Registering is one of the easiest things you can do. It takes no more than 10 minutes of your time and it is FREE. Just visit join.bethematch.org. Registration is just a questionnaire about yourself and basic medical history to make sure you are eligible. The most important thing is that you are between ages 18 and 44. Once you complete the registration you will be mailed a cheek swap kit. So far you haven’t even had to get off your couch, but now comes the hardest part of registration. You have to walk all the way to the mailbox to grab the cheek swab kit. You then take the two swabs and swab each cheek for ten seconds. You put the kit in the return envelope provided and make the long walk back to the mailbox. Once Be the Match receives the swab kit back they will send you an email asking to confirm you want to be part of the registry. Click yes and you are done. That is it. You barely had to get off the couch and you are registered to SAVE SOMEONE’s LIFE.
Now you might be thinking, troutfishingpapa, it’s not the registering that scares me, its the bone marrow donation part. I get it, it sounds terrifying to me too. I didn’t know how they got bone marrow before, I just knew I liked my bones being inside my body. But, thanks to modern science, donating bone marrow is no more difficult than donating plasma.
If you are lucky enough to be selected as a lifesaving donor, the doctor gives you a medication to allow your bone marrow to enter your bloodstream, then you are hooked up to a couple of needles to allow the bone marrow to be removed from your blood and your blood to be put back in your system. I’m told it takes about 3 hours, during which you can be sitting and watching TV. I don’t know the easiest way to save a life, but this has to be in the top 5. The hardest part is getting to the hospital.

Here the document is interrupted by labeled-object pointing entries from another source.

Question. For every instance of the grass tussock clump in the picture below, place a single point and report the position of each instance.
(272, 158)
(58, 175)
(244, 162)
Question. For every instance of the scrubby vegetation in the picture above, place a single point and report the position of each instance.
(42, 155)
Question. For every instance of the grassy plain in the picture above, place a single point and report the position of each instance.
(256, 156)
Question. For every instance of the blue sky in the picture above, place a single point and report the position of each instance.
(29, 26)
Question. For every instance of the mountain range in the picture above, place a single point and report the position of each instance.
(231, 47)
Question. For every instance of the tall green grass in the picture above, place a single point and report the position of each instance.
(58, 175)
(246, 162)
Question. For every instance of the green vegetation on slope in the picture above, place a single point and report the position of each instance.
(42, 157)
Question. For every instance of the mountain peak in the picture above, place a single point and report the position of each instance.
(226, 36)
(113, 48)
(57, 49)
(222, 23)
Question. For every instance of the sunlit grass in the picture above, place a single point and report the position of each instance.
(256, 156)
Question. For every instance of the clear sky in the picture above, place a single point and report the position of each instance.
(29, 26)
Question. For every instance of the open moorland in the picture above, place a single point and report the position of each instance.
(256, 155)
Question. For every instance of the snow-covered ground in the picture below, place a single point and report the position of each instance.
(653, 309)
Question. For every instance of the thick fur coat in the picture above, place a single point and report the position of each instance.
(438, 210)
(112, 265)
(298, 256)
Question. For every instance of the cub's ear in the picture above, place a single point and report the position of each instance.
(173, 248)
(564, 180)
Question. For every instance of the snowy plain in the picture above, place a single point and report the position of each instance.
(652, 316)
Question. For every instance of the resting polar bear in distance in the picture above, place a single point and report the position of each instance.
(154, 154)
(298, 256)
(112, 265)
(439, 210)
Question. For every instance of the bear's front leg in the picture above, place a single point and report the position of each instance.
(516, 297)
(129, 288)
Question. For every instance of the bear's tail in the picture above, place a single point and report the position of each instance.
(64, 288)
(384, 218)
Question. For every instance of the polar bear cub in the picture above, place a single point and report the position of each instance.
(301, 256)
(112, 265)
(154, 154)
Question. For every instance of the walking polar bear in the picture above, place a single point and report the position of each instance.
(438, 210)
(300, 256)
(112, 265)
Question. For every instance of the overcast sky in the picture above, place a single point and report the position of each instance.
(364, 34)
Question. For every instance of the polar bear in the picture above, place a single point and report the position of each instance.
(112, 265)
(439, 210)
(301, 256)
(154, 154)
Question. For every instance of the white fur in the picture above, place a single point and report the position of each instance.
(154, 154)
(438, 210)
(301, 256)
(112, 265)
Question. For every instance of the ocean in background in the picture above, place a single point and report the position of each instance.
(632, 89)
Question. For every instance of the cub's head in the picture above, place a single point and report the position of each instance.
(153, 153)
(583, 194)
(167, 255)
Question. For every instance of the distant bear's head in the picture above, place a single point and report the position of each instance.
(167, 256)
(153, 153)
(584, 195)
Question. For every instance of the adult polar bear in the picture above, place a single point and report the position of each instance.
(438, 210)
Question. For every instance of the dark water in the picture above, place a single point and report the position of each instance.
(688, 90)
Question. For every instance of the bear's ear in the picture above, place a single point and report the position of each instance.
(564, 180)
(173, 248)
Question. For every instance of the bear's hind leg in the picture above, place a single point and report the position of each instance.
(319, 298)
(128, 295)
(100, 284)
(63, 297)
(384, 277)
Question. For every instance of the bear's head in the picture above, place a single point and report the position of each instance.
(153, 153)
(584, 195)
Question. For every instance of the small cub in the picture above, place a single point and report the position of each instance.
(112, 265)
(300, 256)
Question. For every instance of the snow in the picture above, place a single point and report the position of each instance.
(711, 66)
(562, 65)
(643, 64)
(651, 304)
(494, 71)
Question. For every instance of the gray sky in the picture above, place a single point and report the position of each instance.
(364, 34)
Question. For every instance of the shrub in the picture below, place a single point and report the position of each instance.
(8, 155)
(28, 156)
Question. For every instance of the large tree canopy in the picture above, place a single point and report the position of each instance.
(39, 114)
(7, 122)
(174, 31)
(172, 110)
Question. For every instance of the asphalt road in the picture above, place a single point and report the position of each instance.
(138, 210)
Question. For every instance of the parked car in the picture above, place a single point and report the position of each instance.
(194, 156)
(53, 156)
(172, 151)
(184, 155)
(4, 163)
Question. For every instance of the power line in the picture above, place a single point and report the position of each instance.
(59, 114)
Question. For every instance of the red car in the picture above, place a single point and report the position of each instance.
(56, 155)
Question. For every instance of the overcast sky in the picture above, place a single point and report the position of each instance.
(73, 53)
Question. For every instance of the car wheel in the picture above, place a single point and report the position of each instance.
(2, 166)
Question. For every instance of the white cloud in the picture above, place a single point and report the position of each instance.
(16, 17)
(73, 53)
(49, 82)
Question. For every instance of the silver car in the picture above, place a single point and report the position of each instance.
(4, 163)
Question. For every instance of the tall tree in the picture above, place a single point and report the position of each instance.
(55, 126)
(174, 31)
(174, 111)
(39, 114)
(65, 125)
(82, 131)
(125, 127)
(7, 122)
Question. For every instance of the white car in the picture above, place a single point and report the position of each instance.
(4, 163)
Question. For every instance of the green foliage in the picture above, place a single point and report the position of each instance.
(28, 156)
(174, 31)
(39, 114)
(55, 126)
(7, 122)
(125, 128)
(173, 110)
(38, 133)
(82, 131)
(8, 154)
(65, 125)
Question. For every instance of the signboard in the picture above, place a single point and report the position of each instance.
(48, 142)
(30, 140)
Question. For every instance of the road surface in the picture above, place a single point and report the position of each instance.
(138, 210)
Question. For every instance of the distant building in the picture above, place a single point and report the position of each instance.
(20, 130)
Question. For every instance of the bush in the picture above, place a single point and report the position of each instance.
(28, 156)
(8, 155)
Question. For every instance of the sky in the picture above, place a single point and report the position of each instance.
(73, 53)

I just want everyone to know how easily you could help save someone’s life. Its just 8 easy steps:
Go to join.bethematch.org.
Walk to the mailbox
Complete cheek swaps and put in the return envelope
Walk all the way back to the mailbox
If you are lucky enough to be a match, sit in a chair for 3 hours and watch TV while the doctor gets your life-saving donation
Celebrate with ice cream (probably chocolate)

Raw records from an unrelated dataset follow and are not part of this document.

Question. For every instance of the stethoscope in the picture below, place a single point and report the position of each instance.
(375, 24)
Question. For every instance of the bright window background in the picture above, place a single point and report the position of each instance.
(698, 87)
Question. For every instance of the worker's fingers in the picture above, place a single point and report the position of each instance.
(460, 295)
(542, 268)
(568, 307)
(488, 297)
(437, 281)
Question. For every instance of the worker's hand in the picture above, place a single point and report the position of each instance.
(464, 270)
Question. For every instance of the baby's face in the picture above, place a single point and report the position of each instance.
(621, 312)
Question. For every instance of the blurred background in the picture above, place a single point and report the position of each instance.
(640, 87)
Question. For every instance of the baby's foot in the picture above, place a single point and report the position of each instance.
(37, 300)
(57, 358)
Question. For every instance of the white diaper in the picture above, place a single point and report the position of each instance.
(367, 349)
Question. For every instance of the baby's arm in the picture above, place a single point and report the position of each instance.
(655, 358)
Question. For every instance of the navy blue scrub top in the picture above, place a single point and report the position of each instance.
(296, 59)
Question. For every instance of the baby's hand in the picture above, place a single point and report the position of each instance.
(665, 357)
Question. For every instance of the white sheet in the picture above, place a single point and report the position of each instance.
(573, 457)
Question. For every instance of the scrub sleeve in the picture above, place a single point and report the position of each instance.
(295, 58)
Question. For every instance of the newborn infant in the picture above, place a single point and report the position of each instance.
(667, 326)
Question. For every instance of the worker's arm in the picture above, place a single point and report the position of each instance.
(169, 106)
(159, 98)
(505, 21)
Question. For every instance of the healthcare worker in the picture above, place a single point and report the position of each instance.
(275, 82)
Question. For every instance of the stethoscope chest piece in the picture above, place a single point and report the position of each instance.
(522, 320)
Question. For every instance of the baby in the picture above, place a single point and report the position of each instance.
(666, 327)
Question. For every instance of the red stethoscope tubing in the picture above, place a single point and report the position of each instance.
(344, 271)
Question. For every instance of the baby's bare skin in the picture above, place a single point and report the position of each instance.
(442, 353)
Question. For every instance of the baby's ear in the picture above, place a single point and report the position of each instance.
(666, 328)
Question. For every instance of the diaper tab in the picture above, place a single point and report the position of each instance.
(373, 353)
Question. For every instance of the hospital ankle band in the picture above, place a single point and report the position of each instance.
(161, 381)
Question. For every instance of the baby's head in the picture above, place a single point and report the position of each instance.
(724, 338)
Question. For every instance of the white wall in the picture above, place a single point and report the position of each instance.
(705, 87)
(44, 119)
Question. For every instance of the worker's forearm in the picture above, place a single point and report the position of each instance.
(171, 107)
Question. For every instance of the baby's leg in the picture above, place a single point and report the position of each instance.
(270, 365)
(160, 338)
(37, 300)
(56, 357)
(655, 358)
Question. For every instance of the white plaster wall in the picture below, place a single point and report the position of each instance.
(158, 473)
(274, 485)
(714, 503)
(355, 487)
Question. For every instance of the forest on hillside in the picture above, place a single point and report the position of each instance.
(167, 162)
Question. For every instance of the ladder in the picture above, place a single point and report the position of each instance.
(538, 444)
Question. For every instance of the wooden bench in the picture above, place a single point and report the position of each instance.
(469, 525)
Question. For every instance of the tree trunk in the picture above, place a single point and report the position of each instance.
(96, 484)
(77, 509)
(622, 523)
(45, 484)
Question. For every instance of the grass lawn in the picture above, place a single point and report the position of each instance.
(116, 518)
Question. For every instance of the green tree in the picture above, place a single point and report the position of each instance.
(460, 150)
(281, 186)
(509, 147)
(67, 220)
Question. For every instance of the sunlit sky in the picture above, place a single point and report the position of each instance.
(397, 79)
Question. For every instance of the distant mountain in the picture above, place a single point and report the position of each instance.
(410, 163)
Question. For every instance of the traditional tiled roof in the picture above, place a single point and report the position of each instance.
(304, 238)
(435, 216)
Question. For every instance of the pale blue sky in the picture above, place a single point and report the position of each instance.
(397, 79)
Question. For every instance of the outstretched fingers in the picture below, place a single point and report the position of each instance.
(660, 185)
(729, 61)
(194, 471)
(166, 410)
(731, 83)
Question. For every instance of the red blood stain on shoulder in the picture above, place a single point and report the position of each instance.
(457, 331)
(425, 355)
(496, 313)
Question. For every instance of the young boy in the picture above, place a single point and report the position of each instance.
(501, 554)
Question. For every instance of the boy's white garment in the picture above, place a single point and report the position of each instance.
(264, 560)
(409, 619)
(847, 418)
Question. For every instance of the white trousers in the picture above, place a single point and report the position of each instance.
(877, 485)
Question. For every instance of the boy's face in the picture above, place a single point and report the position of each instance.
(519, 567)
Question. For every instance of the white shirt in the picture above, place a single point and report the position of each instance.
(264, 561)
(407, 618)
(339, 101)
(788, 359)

Please consider joining Be the Match with me, and if you already have, know that I am eternally grateful.”
5. After the route is mapped out on Google Maps you can simply turn off your mobile data and the GPS will guide you!
There’s no need to keep your mobile data on for long routes on Google Maps as you can simply select your destination and once the route is found, start the navigation! This will save mobile data especially if you’re in an alien city and use this service frequently.